Otro recuerdo en el que pienso con frecuencia, quizás por ser de los más gratos, fue cuando fuimos a casa de Pelegrín, un artista cubano que ha creado un paraíso en el patio de su hogar en un pequeño pueblo entre Pinar del Río y Artemisa. A este mundo se entra por el costado derecho de la casa, a nuestra izquierda. Luego, ya atrás, cruzamos un puentecito sobre una charca con montones de peces a los que mi colega ya había hecho referencia. Pudo por esto mostrarme de inmediato lo que ya horas antes aludía. Al cruzar una segunda casa, traslucía un centro educativo y cultural para toda la comunidad, con especial atención a la niñez y los envejecientes. Había estudiantes pintando en unas mesas largas debajo de una casa hecha de pilares de palo que estaba ahí para albergar a visitantes extranjeros que vienen a donar de su tiempo, a aprender de lo que allí se hace y a aportar a la labor de Pelegrín.



Continuamos caminando por veredas que traspasaban siembras de flores, frutas y vegetales a ambos lados del camino.


Arribamos a un espacio abierto que nos conducía hacia una estructura en forma de casa-escuela en donde nos encontramos con un par de payasas en plena acción. Las niñas estaban actuando para educar al resto del grupo. Su talento me soprendió. Luego nos trasladamos a los cuartos traseros que sirven de almacén para los jarros y ornamentos que, en barro, yacían en la espera de ser terminados.

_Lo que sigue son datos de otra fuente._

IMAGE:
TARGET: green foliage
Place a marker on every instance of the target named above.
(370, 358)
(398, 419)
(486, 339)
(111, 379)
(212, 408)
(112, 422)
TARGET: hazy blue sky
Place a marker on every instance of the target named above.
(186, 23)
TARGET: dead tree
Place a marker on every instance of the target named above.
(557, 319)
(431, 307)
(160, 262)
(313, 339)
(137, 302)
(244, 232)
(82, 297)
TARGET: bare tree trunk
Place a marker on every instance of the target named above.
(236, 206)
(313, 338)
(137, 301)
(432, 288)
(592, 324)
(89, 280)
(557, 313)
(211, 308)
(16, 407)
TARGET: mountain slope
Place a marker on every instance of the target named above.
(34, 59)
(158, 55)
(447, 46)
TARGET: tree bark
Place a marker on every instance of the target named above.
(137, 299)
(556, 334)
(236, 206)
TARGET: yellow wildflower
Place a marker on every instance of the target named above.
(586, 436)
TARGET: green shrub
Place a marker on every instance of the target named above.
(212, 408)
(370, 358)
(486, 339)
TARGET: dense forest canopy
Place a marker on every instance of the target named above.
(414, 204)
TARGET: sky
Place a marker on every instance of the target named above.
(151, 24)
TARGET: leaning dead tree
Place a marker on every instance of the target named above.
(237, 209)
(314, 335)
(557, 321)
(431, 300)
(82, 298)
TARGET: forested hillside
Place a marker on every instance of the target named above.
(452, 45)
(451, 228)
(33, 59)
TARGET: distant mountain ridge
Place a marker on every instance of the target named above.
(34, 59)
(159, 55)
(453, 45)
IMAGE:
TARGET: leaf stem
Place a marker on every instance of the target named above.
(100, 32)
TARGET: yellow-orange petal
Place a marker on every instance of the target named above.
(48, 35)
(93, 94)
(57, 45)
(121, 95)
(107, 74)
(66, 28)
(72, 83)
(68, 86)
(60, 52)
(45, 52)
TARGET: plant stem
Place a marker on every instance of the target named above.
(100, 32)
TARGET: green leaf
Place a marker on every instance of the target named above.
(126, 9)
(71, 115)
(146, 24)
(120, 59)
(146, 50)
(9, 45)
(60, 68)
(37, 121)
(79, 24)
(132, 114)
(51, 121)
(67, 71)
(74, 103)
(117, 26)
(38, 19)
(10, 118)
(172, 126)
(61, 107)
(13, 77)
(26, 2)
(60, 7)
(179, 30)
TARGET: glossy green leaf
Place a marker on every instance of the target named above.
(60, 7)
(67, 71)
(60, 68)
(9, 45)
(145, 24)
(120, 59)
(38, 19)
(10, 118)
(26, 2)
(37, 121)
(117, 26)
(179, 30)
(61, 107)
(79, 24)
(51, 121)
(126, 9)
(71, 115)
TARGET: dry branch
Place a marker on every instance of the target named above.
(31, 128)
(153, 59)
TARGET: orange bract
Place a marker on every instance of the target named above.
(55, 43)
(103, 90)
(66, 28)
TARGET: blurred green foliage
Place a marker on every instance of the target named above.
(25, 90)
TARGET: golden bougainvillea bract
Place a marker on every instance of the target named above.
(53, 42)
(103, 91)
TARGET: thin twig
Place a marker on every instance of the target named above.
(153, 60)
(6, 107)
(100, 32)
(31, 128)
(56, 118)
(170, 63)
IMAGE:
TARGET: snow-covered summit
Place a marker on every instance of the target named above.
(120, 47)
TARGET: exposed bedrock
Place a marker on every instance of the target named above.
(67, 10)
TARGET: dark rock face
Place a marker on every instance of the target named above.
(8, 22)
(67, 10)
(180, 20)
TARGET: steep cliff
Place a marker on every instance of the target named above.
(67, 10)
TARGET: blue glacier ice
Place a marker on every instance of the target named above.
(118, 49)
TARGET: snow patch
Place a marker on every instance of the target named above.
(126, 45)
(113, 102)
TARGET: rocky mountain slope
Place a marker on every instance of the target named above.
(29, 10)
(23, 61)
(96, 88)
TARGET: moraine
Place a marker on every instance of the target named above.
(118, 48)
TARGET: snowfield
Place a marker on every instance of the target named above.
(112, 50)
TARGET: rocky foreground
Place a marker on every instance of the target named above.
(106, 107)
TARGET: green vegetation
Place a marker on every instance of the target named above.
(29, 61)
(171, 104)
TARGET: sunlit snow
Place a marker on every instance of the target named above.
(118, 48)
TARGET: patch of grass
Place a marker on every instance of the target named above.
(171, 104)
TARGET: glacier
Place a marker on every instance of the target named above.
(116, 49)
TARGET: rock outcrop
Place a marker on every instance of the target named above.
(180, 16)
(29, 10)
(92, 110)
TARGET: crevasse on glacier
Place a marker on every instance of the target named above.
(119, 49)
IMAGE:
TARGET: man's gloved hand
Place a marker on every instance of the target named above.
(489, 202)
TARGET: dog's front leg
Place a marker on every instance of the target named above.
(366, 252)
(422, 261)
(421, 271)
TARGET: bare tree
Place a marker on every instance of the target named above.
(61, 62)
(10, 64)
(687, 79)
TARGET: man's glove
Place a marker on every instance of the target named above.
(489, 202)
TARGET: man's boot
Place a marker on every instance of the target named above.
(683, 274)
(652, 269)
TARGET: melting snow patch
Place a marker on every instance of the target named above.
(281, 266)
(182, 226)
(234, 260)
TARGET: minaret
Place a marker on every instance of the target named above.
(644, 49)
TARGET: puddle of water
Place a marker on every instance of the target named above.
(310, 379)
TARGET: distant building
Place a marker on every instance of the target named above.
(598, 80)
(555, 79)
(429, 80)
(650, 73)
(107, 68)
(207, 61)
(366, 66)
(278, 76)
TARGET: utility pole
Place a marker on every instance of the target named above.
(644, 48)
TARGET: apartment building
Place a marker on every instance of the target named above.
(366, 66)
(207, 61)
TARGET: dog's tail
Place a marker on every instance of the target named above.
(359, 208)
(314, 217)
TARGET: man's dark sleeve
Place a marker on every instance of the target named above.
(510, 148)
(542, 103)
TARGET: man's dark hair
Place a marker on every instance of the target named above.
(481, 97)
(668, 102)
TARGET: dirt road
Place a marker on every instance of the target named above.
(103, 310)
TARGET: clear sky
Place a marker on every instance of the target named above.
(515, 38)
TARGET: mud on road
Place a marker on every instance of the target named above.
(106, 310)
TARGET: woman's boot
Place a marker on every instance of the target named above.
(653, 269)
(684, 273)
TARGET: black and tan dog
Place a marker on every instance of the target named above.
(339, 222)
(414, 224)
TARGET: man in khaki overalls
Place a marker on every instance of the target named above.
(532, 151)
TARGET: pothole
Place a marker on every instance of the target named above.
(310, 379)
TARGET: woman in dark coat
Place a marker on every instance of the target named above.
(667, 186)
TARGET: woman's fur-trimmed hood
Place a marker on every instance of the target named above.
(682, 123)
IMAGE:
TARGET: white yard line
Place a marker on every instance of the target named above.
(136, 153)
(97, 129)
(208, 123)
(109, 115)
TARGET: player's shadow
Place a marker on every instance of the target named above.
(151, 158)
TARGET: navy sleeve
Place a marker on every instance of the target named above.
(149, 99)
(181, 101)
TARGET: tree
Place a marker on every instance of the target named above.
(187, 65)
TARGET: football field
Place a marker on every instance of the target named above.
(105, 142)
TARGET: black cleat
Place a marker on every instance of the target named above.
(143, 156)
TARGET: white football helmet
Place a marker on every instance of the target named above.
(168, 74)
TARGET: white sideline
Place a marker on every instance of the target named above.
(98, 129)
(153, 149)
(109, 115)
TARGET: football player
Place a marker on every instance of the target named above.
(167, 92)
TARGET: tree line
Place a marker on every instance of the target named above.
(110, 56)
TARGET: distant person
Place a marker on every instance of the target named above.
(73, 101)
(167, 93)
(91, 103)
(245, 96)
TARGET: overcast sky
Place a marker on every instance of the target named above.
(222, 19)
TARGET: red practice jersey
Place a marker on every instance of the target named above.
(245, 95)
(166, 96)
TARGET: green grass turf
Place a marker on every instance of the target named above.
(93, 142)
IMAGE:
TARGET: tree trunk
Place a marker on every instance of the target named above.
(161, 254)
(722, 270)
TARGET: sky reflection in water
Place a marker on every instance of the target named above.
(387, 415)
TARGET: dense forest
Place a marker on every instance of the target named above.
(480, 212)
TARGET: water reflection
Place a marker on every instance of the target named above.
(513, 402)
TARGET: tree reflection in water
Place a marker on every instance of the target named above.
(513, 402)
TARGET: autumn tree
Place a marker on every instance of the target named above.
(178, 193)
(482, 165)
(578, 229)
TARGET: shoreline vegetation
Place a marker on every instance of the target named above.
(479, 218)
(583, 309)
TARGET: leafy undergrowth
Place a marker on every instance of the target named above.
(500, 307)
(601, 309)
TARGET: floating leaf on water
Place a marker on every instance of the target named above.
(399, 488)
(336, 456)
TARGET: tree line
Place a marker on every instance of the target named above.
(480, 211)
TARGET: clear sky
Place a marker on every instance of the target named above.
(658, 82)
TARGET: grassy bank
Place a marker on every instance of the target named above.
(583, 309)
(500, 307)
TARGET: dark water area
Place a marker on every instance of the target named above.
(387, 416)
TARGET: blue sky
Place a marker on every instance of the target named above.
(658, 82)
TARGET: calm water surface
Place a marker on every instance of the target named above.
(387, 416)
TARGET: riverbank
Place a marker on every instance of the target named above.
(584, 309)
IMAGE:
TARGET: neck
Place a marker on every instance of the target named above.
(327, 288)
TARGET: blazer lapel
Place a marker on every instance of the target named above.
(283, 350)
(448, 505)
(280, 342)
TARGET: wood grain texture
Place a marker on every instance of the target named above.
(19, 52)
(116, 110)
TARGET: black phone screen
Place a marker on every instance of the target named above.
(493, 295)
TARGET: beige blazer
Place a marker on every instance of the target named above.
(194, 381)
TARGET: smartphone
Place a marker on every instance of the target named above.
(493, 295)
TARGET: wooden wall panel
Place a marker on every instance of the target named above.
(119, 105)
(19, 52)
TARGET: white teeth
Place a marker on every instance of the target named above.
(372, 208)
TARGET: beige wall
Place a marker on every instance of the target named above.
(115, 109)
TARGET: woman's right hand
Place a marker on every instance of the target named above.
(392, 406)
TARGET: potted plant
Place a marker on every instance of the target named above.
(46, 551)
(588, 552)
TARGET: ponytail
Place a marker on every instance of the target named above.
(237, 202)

Las manos creativas eventualmente estarían de vuelta para acabar esa labor emprendida y atestiguada que descansaba sobre las mesas y en los anaqueles.



Y ahí, nosotros, irrumpiendo cotidianidades en la casa del señor Pelegrín. Extranjeros admirando con brillantes ojos los momentos de enseñanza y crecimiento que allí se estaban dando. Mayor asombro fue saber que Pelegrín prácticamente no depende de fondos del gobierno para subsistir, de hecho, de ser así posiblemente no estarían recogiendo los frutos que hoy cosechan.

Lo maravilloso de este lugar es la magia que trasluce por cada esquina, y saber que casi todo ha sido posible gracias a la voluntad de la gente, sus donaciones y a la devoción de este artista en favor del presente y el futuro de su comunidad.

Don Pelegrín se puso muy contento cuando le dije que soy de Puerto Rico. Me dijo que nunca le habían visitado de su isla hermana, no sin dejar de mentar el ave de Rodríguez de Tío para aludir a nuestras aproximaciones, y me dio un marcador negro para que escribiera un mensaje en la pared de los visitantes. También le dio uno al profesor portugués que formaba parte de nuestro grupo, pues, tampoco les había frecuentado alguien de dicho país, nos dijo.

Allí, en donde se ha logrado tanto encanto, vi miles de posibilidades para Puerto Rico. Pensé en Casa Pueblo y en las comunidades que buscan la manera de crear modelos alternativos descentralizados. Insisto entonces que para resistir también hay que crear y que para que toda una comunidad se envuelva, hace falta mucho más que la mera voluntad de dar.
Además, confirmo otra vez que seguimos siendo, después de todo,
"de un [mismo] pájaro las dos alas".